Standing near Da Alessio and gazing across, Casalvieri municipal square reminds us of something from further south in Italy, buildings are white or pale shades and of no more than three levels. The square seems to be nervously waiting for the summer heat. Meanwhile, the triumvirate of street lights, ubiquitous in Circiaria towns, remind the visitor more of Baker Street in London in Sherlock Holmes’ era.
Within a few minutes the various official delegates began arriving and locals and visitors added occupation to the square. The variegated audience created a moving image of Italy from an old movie while the the backdrop, the square itself, remains just as pristine as during our previous visit.
Just about every job and personality type could be recognised. Leading the attendance register was a football team of local mayors, bedecked in their ribbons of office, five of whom had brought their badges of honour, the pennants of their towns such as Vicalvi, Fontechiari, Alvito, Santo Padre and Picinisco. A smaller team of the brides of Christ in their traditional uniforms waited on the edge of the square.
The classical Italian officialdom was represented by a portfolio of uniformed senior representatives – the challenge for each authority must have been to find a new colour scheme for their respective uniforms. A group of girls and boys were dressed in traditional garb – the girls reminding us of how beautiful young Neapolitan heritage girls can be, and the boys with white shirts and red scarves struggling to not break out into typical behaviour of their type.
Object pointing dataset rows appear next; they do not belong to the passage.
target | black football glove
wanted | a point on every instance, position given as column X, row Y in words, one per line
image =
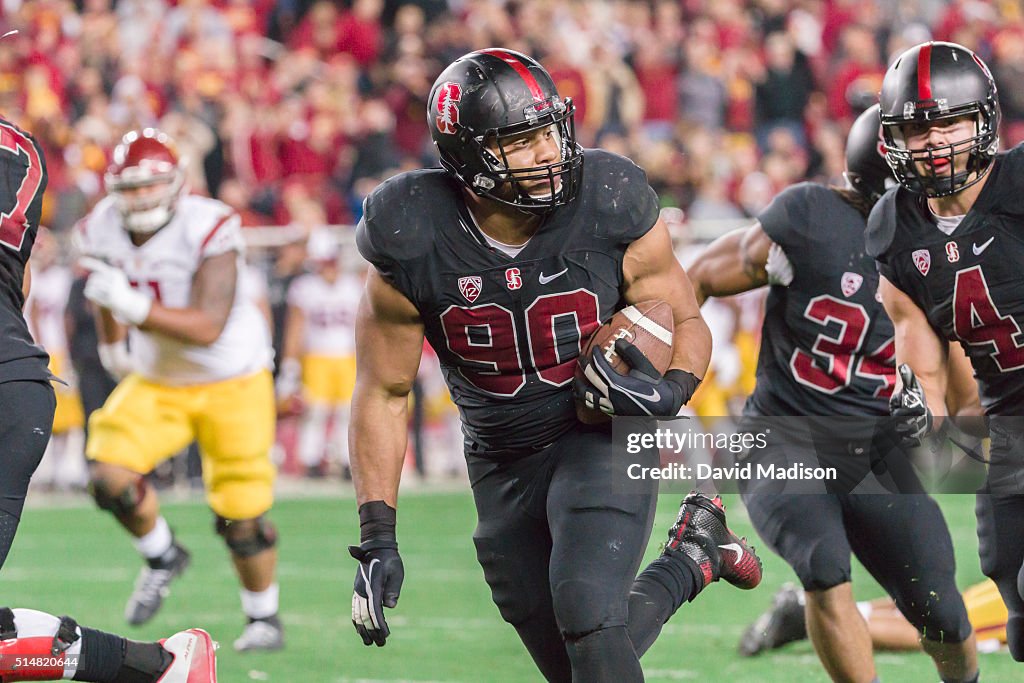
column 913, row 420
column 643, row 391
column 379, row 577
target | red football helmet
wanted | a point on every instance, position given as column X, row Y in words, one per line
column 145, row 179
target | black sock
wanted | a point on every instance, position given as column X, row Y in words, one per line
column 656, row 594
column 8, row 525
column 973, row 679
column 143, row 663
column 678, row 573
column 101, row 656
column 110, row 658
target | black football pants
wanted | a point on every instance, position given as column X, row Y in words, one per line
column 26, row 421
column 999, row 509
column 560, row 537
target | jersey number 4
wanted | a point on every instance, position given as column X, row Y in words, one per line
column 836, row 360
column 978, row 322
column 13, row 221
column 486, row 338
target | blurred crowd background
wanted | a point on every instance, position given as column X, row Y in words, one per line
column 292, row 111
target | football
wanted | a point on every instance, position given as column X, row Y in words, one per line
column 648, row 326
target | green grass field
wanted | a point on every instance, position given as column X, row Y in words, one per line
column 74, row 560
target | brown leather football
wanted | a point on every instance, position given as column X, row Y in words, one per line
column 648, row 326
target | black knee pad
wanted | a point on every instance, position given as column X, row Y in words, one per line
column 821, row 566
column 510, row 580
column 246, row 538
column 604, row 655
column 940, row 621
column 584, row 606
column 121, row 504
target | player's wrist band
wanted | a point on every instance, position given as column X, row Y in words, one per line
column 688, row 382
column 377, row 521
One group of ‘ragazzi’ – ‘children’ is not a good translation – displayed their commitment to karate, while another bunch of girls displayed banners they prepared at school, commemorating the event. Old men chatted and one or two groups of politically active men could be espied.
The traditional Italian life of a ‘piazza’ (square) was interrupted by the sound of drums and the arrival of the ‘Sbandieratori’ (Flag wavers) of Carpineto Romano, a quite famous group of young men, in bright renaissance dress, who perform a wide range of aerial ‘stunts’ with large flags, backed by drums and trumpet horns. The initial display by the Bandieratori gave entertainment time for the stragglers to arrive and subsequently the movement of the now about 200 attendees to the City hall, and into the ‘council chambers’ on the first floor, where about 100 were safely seated.
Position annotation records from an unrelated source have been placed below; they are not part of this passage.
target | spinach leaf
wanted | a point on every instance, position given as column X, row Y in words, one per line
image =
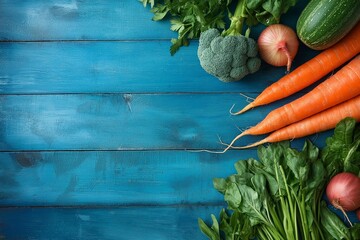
column 342, row 150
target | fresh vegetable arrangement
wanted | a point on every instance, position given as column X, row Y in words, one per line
column 325, row 95
column 286, row 193
column 280, row 196
column 226, row 53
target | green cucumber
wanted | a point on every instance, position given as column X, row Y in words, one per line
column 323, row 23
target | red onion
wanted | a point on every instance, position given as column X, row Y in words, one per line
column 343, row 192
column 278, row 45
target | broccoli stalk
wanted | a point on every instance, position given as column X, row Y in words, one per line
column 237, row 21
column 229, row 56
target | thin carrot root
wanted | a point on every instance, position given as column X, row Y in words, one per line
column 338, row 206
column 247, row 146
column 284, row 48
column 246, row 108
column 229, row 146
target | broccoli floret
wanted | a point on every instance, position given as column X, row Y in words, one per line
column 229, row 56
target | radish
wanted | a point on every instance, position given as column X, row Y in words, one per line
column 278, row 45
column 343, row 192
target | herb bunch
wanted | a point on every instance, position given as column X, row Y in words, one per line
column 189, row 18
column 280, row 196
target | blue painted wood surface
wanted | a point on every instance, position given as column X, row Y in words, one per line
column 97, row 121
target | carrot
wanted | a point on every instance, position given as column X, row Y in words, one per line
column 343, row 85
column 319, row 122
column 311, row 71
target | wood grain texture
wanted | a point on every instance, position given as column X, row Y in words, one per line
column 120, row 178
column 160, row 223
column 89, row 20
column 116, row 67
column 78, row 20
column 123, row 122
column 96, row 119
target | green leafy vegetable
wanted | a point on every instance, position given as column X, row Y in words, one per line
column 280, row 196
column 189, row 18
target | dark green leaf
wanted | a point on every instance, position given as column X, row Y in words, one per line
column 355, row 231
column 342, row 149
column 333, row 225
column 241, row 167
column 211, row 233
column 220, row 184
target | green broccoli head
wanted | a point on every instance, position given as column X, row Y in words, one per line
column 228, row 58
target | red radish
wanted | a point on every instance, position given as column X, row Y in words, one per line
column 278, row 45
column 343, row 192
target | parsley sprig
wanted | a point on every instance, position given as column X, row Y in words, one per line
column 189, row 17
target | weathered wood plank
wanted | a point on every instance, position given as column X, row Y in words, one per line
column 78, row 20
column 98, row 67
column 160, row 223
column 113, row 178
column 83, row 20
column 123, row 122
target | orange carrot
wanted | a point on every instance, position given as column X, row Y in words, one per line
column 319, row 122
column 343, row 85
column 311, row 71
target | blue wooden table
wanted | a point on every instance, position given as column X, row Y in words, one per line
column 97, row 120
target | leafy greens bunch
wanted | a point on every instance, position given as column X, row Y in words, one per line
column 280, row 196
column 189, row 18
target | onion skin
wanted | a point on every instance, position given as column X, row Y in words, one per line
column 343, row 191
column 278, row 45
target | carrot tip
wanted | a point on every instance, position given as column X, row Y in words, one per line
column 247, row 107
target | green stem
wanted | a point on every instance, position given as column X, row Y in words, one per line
column 289, row 214
column 237, row 20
The official proceedings commenced with the council formally adopting the memorial, followed by speeches by the mayor, and other elected officers and the President from the province. A large framed reproduction of the original text from 5th May 1017 was unveiled while Don Luigi translated the text, introducing us to the local history.
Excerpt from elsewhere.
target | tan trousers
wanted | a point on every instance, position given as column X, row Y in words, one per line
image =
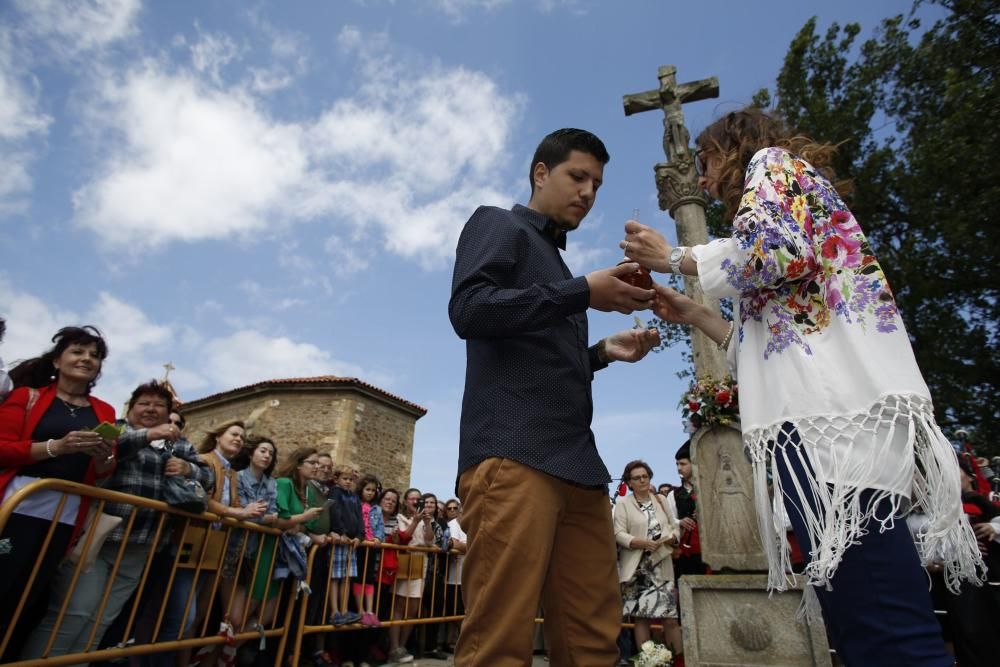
column 535, row 537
Returning to the square, the marble plaque on the front of the city hall was unveiled and the throng was led by the musicians and traditionally dressed lords and ladies, a bandit and peasants up the cobblestone way to the front of the Church of St John the Baptist. It is not Italy without a religious celebration! This procession seemed to interest the swifts who swooped and soared, swerving and diving around the crowd between the buildings fronting the way.
The sound of the beating drums fell away to be replaced by the glory of the magnificent pipe organ of the church.
The ‘music master’, Natalino Catallo performs an enviable and joyous task in bringing the beauty of the organ and the voices of the choir to those who are fortunate enough to worship in this wonderful church. The memorial service was led by Don Alessandro, who promised the local politicians gathered under his gaze that he would not overstay his welcome and reminded them that even an emperor like Henry II had been accepted as a saint into the kingdom of God, ahead of some righteous competition.
The service closed appropriately in time for the procession, led once again by the musicians, to return to the top of the square and line up at Da Alessio to gain a share of the buffet banquet provided by the goodwill of the city hall. The exercises by the musicians and the flag wavers were well rewarded by plates, full and refilled with the local meats and pastries. There were also many of us keen for a sip or two of the pleasant regional wine, keeping the waitress busy between the cellar and the serving table bringing replacement bottles of red and white.
Standing on the open balcony at the rear of the restaurant one could appreciate the power of nature in Val di Comino, with the hills and lower mountains covered in verdant forests from which other small towns such as Casalattico peeked.
On the bar was a plaque that reminded us of the role of emigration in the culture of this town. It is a gift from the Casalvieri people of New York, expressing gratitude to the Da Alessio family for bringing the culture of the town to their city.